WhenYouSayNothingAtAll · 01/06/2025 13:05

This reply has been deleted

This message has been withdrawn at the poster's request

OH did this for years, first with soft play (ughhh), then with swimming. Sometimes I joined them, more often than not didn’t. After a while it did become habit for both of them, and they did become quite protective of the 1 2 1 time, especially since they didn’t see eachother much during the week. DD enjoyed the activities, OH enjoyed the long chats they’d have in the car. They missed these outings when they didn’t happen for various reasons.

It would only become odd/concerning IF and when OP actually did something about it, talked it through and would be met with resistance and opposition.

DaisyChain505 · 01/06/2025 13:07

Doanythingtostartalloveragain · 01/06/2025 11:37

Do you think so?

No, it sounds paranoid.

Most mums are screaming out for their partners to be more active parents. You should be happy to he is wanting to actively spent time doing things with your daughter and in his mind he probably thinks by taking her out of the house it gives you time to rest.

If you’re not happy about this situation use your words and communicate with your husband. It’s that simple.

“DH, I love that you and DD are spending so much quality time together but I feel like we don’t get as much as a family together anymore. Maybe we could compromise and Saturday you two spend it together and then Sunday is for all of us.”

MummaMummaMumma · 01/06/2025 13:12

Get up earlier then. Why should they wait around for you, when you're not even up?
If you want to make plans, discus it the night before so everyone knows.
You can't moan that they've gone out, when you're still in bed, when no special plans for doing anything have been made.
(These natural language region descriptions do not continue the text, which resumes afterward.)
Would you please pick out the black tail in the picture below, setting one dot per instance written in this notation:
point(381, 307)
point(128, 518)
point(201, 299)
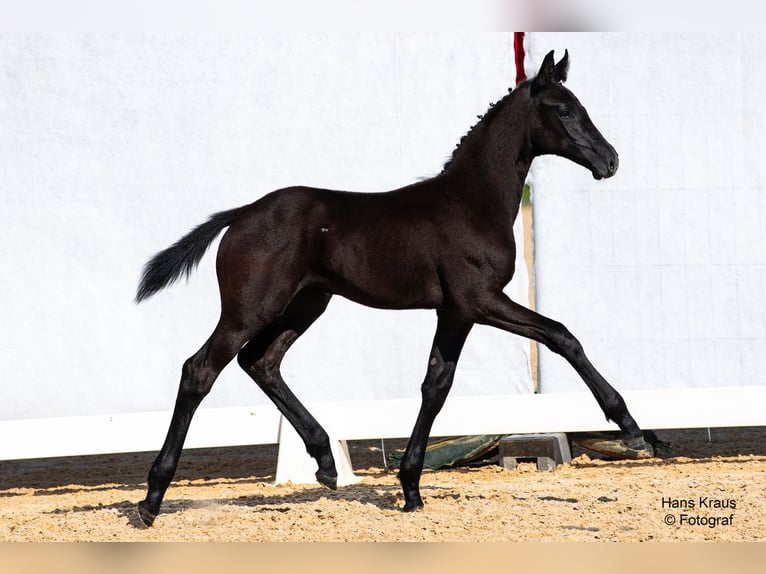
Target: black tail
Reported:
point(183, 256)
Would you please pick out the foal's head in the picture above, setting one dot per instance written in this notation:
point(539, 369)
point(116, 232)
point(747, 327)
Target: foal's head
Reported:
point(562, 126)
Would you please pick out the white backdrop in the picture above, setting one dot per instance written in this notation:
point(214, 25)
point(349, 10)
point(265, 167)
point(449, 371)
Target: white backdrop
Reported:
point(113, 146)
point(660, 271)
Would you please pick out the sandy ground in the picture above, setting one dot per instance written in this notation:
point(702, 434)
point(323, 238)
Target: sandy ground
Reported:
point(227, 495)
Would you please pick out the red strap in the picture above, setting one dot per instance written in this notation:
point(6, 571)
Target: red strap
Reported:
point(518, 50)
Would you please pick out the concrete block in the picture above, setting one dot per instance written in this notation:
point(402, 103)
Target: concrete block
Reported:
point(548, 450)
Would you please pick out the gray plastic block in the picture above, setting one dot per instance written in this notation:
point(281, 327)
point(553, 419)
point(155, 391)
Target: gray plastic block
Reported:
point(549, 450)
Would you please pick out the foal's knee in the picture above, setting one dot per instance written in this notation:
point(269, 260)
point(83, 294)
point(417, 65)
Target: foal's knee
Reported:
point(438, 377)
point(561, 341)
point(196, 379)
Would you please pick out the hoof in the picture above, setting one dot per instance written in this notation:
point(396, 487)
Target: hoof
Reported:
point(145, 515)
point(413, 506)
point(328, 480)
point(636, 443)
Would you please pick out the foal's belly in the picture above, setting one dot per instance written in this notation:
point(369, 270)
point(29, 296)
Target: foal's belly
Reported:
point(385, 274)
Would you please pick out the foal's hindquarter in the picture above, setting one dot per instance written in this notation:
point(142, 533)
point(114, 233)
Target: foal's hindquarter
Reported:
point(445, 244)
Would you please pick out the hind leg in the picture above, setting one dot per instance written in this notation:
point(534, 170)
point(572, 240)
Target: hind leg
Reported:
point(448, 343)
point(262, 357)
point(198, 375)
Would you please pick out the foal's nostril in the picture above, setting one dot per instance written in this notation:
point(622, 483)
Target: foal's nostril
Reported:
point(614, 163)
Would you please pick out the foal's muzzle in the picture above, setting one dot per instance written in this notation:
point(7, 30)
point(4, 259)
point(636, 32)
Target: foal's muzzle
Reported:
point(608, 166)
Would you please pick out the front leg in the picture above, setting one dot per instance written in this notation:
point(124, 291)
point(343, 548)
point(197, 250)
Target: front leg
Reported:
point(499, 311)
point(448, 342)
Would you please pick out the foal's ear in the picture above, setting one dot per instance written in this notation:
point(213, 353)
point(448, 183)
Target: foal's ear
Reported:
point(547, 73)
point(562, 69)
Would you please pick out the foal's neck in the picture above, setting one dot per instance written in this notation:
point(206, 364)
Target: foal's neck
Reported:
point(494, 159)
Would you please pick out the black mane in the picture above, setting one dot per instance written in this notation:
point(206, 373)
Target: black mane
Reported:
point(484, 120)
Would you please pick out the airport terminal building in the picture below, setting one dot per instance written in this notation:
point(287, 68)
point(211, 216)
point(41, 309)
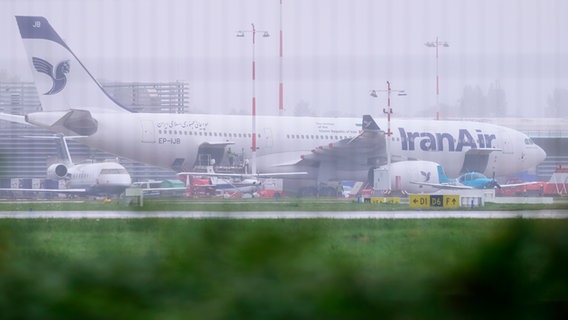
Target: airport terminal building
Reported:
point(27, 158)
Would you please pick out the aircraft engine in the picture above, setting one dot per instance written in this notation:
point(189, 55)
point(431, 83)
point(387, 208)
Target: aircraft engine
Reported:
point(57, 171)
point(405, 174)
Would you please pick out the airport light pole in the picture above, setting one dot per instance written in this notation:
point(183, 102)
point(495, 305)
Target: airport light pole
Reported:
point(388, 112)
point(436, 44)
point(265, 34)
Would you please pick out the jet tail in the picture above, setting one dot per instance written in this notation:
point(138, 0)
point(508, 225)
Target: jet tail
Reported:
point(62, 81)
point(369, 124)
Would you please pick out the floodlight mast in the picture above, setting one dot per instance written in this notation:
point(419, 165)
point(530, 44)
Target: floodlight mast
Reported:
point(388, 112)
point(265, 34)
point(436, 44)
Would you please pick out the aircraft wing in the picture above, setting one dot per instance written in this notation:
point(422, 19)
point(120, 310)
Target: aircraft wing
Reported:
point(13, 118)
point(444, 186)
point(363, 149)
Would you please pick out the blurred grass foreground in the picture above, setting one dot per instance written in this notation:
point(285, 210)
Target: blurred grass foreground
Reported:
point(282, 269)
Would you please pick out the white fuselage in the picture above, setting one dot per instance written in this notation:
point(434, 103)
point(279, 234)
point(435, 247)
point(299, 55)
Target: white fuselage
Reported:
point(100, 177)
point(166, 140)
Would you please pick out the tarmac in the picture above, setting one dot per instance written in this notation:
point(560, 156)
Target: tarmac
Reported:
point(528, 214)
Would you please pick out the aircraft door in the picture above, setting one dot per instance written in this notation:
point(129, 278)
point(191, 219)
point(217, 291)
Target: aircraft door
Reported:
point(266, 141)
point(147, 134)
point(508, 147)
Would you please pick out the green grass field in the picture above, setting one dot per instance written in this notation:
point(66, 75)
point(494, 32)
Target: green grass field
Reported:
point(299, 269)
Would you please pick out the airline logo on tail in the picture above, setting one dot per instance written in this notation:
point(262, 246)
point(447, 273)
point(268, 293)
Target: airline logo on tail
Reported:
point(59, 79)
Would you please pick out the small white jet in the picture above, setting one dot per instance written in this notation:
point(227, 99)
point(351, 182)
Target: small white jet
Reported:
point(327, 149)
point(90, 178)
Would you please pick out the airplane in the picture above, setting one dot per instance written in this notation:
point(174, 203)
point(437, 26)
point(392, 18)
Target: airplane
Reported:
point(327, 149)
point(429, 177)
point(90, 178)
point(468, 180)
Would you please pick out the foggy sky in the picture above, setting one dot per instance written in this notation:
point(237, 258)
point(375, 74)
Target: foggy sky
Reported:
point(335, 51)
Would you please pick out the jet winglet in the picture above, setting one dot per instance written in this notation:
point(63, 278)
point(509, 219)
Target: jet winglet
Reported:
point(369, 123)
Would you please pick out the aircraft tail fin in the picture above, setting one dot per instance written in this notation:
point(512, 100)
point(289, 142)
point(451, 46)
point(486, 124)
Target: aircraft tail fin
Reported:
point(369, 123)
point(62, 81)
CheeseFiend40 · 01/06/2025 13:12

Doanythingtostartalloveragain · 01/06/2025 11:28

This is how it used to be
Without me organising family days, nothing would happen.
Dd just said it was Dh asking her if she wanted to go out, the point is that no thought is given to asking if we’re doing anything, they’re up, out and gone

Why are you being so passive in all this? You’ve obviously got the arse that you always had to organise the days out so have had a strop and stopped doing this. Now you’re complaining that he’s organising his own thing and going out without you. Also all your information is coming from your DD, so are you not speaking to your DH for some reason?
My mum used to always say, if you can something about it do it, if you can’t just get on with it.
There is a multitude of things you can do here, and many quite simple and obvious suggestions from people, so just sort it out for crying out loud!